WhyLogs (https://github.com/whylabs/whylogs) is an open source data quality library that uses advanced data science statistics to log and monitor data for your AI/ML application. WhyLogs is designed to scale with your MLOps workflow, from local development to production terabyte-size datasets.

Whether you are running an experimentation or production pipeline, understanding the properties of the data that flows through your application is critical to the success of your ML project.
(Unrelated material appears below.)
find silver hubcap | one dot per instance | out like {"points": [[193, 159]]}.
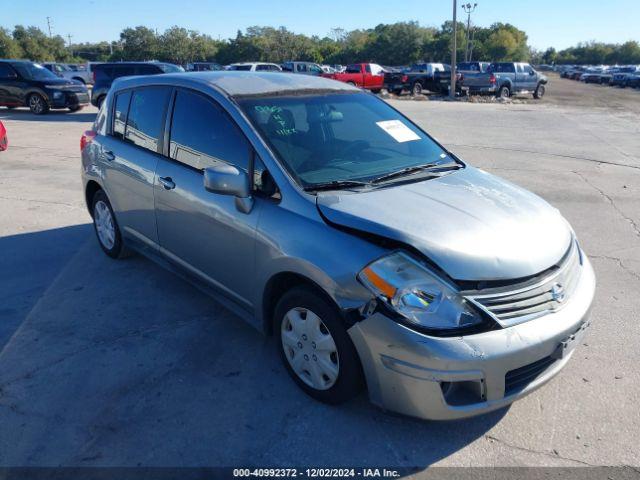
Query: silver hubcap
{"points": [[309, 348], [35, 103], [104, 225]]}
WhyLogs enables advanced statistical collection using lightweight techniques, such as building sketches for data, that enable complex monitoring and data quality checks for your pipeline.

Key Features

  • Data Insight: WhyLogs provides complex statistics across different stages of your ML/AI pipelines and applications.

  • Scalability: WhyLogs scales with your system, from local development mode to live production systems in multi-node clusters, and works well with batch and streaming architectures.

  • Lightweight: WhyLogs produces small mergeable lightweight outputs in a variety of formats, using sketching algorithms and summarizing statistics.

  • Unified data instrumentation: To enable data engineering pipelines and ML pipelines to share a common framework for tracking data quality and drifts, the WhyLogs library supports multiple languages and integrations.

  • Observability: In addition to supporting traditional monitoring approaches, WhyLogs data can support advanced ML-focused analytics, error analysis, and data quality and data drift detection.